Small Beach Wedding Becomes Even More Amazing With Baby Sea Turtles

"Two once-in-a-lifetime events: Marrying my soulmate and getting to witness sea turtles hatch."

Just before sunset on July 23, Josh Moore and his soon-to-be-husband Jeff Calvert were about to join hands and walk to a seaside arch set up for their intimate beach wedding, when Moore suddenly stopped in his tracks.

It wasn't cold feet.

Moore was making way for a hundred or so baby loggerhead turtles, who'd hatched right at the moment that the couple was supposed to be getting hitched and were now racing down the Florida beach and into the Gulf of Mexico -- through the couple's wedding arch.

"Two once-in-a-lifetime events," Moore told The Huffington Post. "Marrying my soulmate and getting to witness sea turtles hatch. My heart was overjoyed with happiness!"

Matthew Stewart, a guest who was videotaping the wedding, also captured the above video of the hatchlings' journey.

You really couldn't have gotten an RSVP from these little ones if you'd tried.

"If anyone was smart enough to let us know when the nest was going to hatch in advance so they could plan to be there, we'd want to know their secret," said Theresa Arenholz, director of program management at the nonprofit Sea Turtle Trackers. "Then we'd ask for tomorrow's lotto numbers."

This is the season when turtles are hatching up and down the Florida coast, breaking through their shells, digging out of their sand nests and then run run running into the sea, where -- if they're lucky -- they'll eventually grow from wee to about 250 pounds.

Sea Turtle Trackers biologist "Turtle Joe" Widlansky told the Gulfport Gabber -- which first reported on this magical happening --  that more loggerhead nests have been counted in 2015 than in any previous year since the group began monitoring southwest Florida's St.
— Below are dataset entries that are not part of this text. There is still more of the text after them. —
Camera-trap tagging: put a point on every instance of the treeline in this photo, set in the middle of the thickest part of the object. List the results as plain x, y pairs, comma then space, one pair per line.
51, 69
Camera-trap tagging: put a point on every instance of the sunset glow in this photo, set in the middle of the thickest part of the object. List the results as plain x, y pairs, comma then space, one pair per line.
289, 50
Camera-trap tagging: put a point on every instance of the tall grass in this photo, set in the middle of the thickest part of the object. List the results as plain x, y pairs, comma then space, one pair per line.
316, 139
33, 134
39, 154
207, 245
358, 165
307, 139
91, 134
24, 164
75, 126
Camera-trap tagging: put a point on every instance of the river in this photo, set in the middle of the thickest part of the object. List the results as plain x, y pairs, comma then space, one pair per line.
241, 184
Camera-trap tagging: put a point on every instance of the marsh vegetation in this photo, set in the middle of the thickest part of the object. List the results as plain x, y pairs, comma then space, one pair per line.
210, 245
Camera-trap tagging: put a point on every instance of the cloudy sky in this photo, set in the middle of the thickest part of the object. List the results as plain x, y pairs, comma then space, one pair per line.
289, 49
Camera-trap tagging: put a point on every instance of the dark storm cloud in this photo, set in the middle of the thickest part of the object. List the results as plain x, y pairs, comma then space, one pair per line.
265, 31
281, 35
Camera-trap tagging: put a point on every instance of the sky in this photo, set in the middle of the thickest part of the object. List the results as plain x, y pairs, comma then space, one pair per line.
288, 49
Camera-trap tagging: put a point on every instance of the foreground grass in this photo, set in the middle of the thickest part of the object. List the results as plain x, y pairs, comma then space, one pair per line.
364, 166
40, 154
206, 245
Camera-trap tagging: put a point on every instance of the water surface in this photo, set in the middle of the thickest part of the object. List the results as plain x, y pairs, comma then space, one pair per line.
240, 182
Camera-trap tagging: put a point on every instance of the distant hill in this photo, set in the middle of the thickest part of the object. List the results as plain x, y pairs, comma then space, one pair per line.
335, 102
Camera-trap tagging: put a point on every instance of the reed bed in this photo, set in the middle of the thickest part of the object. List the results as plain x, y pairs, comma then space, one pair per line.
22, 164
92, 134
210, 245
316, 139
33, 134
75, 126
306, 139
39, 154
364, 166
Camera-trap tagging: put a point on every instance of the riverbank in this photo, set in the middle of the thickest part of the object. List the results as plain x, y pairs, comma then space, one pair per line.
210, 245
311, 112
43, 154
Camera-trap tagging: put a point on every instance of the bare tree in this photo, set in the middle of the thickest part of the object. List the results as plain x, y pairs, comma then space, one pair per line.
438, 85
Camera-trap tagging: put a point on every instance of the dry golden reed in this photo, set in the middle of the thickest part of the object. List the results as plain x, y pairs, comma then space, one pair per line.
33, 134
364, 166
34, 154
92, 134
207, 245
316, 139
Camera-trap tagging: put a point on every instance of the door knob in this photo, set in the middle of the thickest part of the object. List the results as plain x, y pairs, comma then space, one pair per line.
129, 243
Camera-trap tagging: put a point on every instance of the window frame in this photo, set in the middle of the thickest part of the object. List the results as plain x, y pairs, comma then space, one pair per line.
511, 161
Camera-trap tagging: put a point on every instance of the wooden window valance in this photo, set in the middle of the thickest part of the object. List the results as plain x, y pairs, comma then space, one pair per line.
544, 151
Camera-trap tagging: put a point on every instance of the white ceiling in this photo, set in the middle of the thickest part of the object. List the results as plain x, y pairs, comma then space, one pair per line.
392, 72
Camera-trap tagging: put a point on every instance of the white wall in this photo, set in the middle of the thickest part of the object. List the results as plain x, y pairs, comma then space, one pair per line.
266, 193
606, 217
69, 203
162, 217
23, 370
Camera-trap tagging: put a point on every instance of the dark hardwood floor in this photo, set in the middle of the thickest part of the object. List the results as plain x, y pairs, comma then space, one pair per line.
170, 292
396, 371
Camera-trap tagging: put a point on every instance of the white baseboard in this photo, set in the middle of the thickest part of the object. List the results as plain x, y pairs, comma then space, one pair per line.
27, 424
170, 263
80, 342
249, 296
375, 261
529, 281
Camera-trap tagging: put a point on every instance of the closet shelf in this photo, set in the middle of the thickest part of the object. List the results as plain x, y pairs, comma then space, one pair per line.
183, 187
Pete Beach and Shell Key some 35 years ago.

Ninety nests have been counted so far. That's up from an average of 30 or so per season prior to 2011, Widlansky said. (To help keep those figures steady, visitors should keep the beach clean and dark and stay away from nesting females.)

But even with this relative abundance, the sea turtles -- who are classified as "threatened" in Florida and "endangered" in other parts of the world -- don't usually show up before dark.

Or, you know, on command. 

"I think that was a little special gift," said Bruno Falkenstein, the founder of Sea Turtle Trackers.

Now back home in Knoxville, Tennessee, Moore and his husband have begun collecting sea turtle memorabilia for their house to remind them of their uniquely charming, much bigger-than-expected nuptials.

"We keep joking now we had over 100 groomsmen/groomswomen," Moore said.

The couple is also planning a big reception for all the family and friends who couldn't be there for the first event.

They've got a few hundred humans on the guest list. Obviously no one can say for sure yet how many other creatures will also put in an appearance.